# USB Stick



## dPo2000 (17. Juni 2003)

Hallo,

ich habe einen 128MB USB Stick geschenkt bekommen und möchte nun wissen ob jemand gute Software (im Sinne von Anwendungssoftware) für USB Sticks kennt. Ich bin also an Software interessiert die ihre Konfiguration nur in z.B. *.ini Dateien schreibt und deswegen laufwerksunabhängig ist. Interessant wäre z.B. ein Mailclient auf dem USB Stick den man überall benutzen könnte ohne jedesmal seine Kontenkonfiguration zu ändern. Kennt jemand solche Software oder eine interessante Internetseite das Thema betreffend? Ich hab mal in der c't darüber gelesen. Leider fehlt mir genau diese Ausgabe. Google und hier die Suche haben auch nicht viel weitergeholfen (außer "ActiveDisk" von Iomega) ...

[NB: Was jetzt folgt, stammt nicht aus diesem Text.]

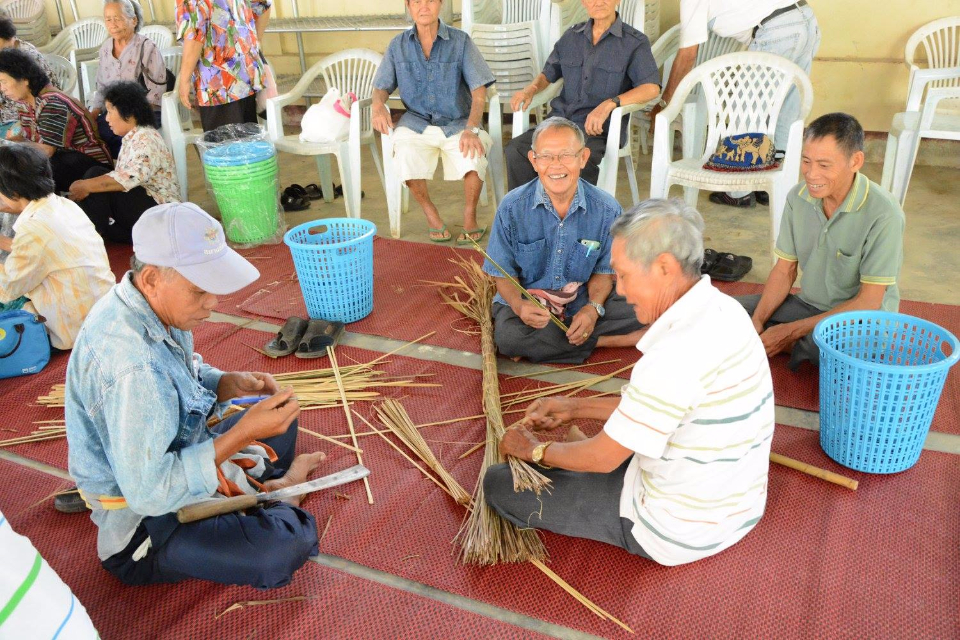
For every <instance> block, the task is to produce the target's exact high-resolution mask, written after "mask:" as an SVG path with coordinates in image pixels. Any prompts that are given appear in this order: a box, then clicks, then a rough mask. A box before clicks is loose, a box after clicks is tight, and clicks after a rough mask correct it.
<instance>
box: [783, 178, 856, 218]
mask: <svg viewBox="0 0 960 640" xmlns="http://www.w3.org/2000/svg"><path fill="white" fill-rule="evenodd" d="M797 195H799V196H800V197H801V198H803V199H804V200H806V201H807V202H809V203H810V204H812V205H816V206H818V207H820V208H821V209H823V201H822V199H821V198H814V197H813V196H811V195H810V192H809V191H808V190H807V185H806V183H804V185H803V186H802V187H800V191H799V192H798V194H797ZM869 195H870V179H869V178H867V176H865V175H863V174H862V173H860V172H859V171H858V172H857V175H856V176H854V178H853V185H851V187H850V192H849V193H847V197H846V198H844V199H843V202H841V203H840V206H839V207H837V210H836V212H835V213H840V212H843V211H860V210H861V209H862V208H863V205H864V204H865V203H866V202H867V196H869Z"/></svg>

Vielen Dank für eure Zeit...


----------



## Alien3000lu (27. Juni 2003)

*Fox Mail*

Ich hatte auf meinem Memory Stick ein Programm, das hies Fox Mail. Kriegst du gratis zum Downloaden. Kannst mal probieren ob das so funktioniert, wie es soll.
Hatte es selbst nicht ausgetestet.


----------



## Neuk (27. Juni 2003)

Such mal nach PortMail in Google.
Das Programm soll Freeware und sehr genial sein. Is allerdings nur Mundpropaganda.


----------



## dPo2000 (30. Juni 2003)

> _Original geschrieben von Neuk _
> *Such mal nach PortMail in Google.
> Das Programm soll Freeware und sehr genial sein. Is allerdings nur Mundpropaganda. *



Hallo und Danke!

Das Portmail Proggie läuft ziemlich gut und ist ideal für den USB Stick! Danke nochmals...


Was würdet ihr noch für Tools auf nen Stick packen?


----------



## d4k4 (2. Juli 2003)

wie ist denn so die übertragungsrate ?


----------



## dPo2000 (3. Juli 2003)

> _Original geschrieben von d4k4 _
> *wie ist denn so die übertragungsrate ? *



oh man du stellst fragen 

also ich dachte sie wär langsamer, hab sie natürlich nicht gemessen aber sie reicht mir vollkommen für meine täglichen dateitransfers arbeit <=> zuhause.

ich will nicht mehr ohne


----------